Dark greens for deep dreams: Eat a salad to put yourself in good stead for bedtime; dark, leafy greens (like spinach and kale) are rich in calcium, which helps your brain manufacture melatonin, a proven sleep aid. And as salads are easier to digest than more conventional meals, your body will be better prepared to bed down sooner.
Salad sprinkles: Throw a handful of sesame or pumpkin seeds on that salad, and you’ll be even better placed come pillow-time. Both seeds and nuts (specifically walnuts) are excellent sources of tryptophan.
Life is just a … bowl of cherries! This healthy dessert is not only packed with Vitamins A and C, but also melatonin. The latter lowers the body’s temperature, which triggers drowsiness. Fun fact: your body produces more natural melatonin during your teenage years than any other segment of your lifetime—hence the dogged refusal of junior- and senior-high schoolers to rise and shine.
Get toasted: As previously mentioned, carbohydrates can kick-start sleep (in moderation). And by adding a pat of butter and drizzle of honey to a piece of toast, you’ll increase it’s tiring trajectory—the dairy has your dose of tryptophan, and the natural sugar in honey allows tryptophan to enter the brain more easily.
Bananarama: Every once in awhile the brain’s ready to switch off for the night, but the body’s not willing to comply. In these instances, a banana is your best bet. The magnesium and potassium in bananas work together as a natural muscle relaxant, and will help ease the soreness from a gym session naturally, overnight.
Tea for you: Valerian tea has been used as a sedative since the time of the ancient Greeks—and those guys really were onto something. Hippocrates prescribed it for insomnia way back when, and we still recommend it as a send-off to sleep today.
Game time: Although a Thanksgiving turkey takes a lot of heat for causing drowsiness, elk meat actually packs twice the tryptophan. So if you’re serious about your meat and you’re feeling beat, go for game—elk is also leaner than beef, and higher in protein than chicken.
Sweet treat: Ah, delicious, dreamy chocolate.

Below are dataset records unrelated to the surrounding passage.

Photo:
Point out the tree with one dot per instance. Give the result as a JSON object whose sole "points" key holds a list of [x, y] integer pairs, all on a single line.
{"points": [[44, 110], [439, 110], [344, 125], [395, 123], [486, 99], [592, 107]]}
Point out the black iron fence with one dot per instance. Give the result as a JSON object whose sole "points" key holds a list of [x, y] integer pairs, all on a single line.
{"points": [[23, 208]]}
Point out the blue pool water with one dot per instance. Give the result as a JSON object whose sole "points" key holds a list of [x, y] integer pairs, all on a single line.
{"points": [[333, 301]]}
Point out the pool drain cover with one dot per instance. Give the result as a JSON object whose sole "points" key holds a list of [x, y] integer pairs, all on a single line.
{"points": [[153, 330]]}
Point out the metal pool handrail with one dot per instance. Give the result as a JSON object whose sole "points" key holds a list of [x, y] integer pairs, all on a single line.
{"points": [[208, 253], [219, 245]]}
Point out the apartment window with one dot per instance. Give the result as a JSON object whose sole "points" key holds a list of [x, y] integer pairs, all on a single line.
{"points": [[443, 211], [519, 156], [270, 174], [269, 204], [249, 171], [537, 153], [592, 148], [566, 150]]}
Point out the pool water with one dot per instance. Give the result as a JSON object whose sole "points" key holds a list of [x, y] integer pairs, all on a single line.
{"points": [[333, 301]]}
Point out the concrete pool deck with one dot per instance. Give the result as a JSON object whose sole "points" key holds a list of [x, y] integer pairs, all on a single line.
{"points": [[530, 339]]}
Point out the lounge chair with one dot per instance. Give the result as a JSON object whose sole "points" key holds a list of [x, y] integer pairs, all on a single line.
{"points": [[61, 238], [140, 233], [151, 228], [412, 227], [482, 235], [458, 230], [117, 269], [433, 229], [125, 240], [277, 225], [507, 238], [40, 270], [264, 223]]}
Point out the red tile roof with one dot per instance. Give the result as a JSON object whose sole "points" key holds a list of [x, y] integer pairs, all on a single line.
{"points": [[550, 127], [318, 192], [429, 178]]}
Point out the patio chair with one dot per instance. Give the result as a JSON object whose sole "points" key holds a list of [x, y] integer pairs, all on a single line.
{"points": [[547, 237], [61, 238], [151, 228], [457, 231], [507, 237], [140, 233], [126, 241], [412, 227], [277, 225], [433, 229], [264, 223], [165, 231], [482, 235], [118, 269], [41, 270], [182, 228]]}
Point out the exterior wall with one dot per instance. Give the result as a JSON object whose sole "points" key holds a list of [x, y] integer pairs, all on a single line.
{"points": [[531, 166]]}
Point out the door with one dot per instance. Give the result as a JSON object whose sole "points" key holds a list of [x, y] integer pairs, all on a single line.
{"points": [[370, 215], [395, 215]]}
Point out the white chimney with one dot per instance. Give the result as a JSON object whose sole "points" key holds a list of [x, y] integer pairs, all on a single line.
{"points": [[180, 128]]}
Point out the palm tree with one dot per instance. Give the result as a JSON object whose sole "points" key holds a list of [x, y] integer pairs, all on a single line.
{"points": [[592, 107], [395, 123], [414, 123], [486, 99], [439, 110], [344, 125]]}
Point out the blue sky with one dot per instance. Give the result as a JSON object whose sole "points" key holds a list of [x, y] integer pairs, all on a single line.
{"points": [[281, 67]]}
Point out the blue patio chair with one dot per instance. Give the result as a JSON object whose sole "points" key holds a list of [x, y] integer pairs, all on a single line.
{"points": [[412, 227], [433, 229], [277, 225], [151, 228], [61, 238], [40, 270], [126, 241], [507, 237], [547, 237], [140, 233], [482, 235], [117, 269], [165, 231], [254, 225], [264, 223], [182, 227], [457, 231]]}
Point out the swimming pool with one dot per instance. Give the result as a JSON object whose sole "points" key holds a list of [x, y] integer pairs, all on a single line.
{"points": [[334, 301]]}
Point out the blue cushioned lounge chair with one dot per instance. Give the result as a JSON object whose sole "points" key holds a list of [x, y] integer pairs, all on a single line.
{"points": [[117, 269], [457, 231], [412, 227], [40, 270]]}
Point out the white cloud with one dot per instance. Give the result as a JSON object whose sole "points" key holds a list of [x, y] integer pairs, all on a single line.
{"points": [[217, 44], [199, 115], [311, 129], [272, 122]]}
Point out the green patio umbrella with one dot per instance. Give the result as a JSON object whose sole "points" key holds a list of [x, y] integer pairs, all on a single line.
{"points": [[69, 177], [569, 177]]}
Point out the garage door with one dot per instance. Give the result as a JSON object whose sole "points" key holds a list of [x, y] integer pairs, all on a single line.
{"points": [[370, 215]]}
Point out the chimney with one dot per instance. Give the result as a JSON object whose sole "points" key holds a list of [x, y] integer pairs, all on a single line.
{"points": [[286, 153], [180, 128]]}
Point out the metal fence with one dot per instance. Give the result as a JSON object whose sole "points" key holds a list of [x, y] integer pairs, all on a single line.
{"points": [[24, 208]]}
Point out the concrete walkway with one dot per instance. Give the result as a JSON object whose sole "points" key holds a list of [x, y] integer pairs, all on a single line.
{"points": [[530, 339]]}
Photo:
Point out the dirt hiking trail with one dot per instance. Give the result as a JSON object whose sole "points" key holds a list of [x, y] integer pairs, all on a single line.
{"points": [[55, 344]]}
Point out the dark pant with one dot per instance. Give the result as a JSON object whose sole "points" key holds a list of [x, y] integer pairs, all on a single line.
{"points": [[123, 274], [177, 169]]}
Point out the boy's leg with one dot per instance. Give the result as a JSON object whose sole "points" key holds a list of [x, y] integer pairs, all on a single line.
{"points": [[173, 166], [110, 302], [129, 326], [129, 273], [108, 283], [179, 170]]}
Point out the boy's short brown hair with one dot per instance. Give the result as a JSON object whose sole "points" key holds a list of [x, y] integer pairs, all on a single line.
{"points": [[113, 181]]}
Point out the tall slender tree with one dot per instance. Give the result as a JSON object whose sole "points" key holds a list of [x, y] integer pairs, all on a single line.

And if you’re a fan of the dark variety, you’re in luck—it contains serotonin, which relaxes the body and eases the mind by reducing the production of cortisol (a stress hormone).
Cheese and crackers: This classic snack brings together carby goodness, by way of the serotonin found in whole grain crackers, and dairy’s tryptophan. Just avoid the harder, smellier cheeses, which can have high levels of tyramine — which will leave you tired, but also alert.
A warm glass of milk: This legendary bedtime staple may be more a psychological solution than one based on science, but who are we to begrudge grandma? Dairy does contain tryptophan, calcium has a calming effect on the body and nerves, and sometimes a traditional treatment actually is the best medicine.
Don’t ever feed your client too much before bed, but a light snack or drink of one of the above may just do the trick and get them off to dreamland quicker. Everything I put in my posts is to fulfill one goal and that is to show that With Age Comes Respect.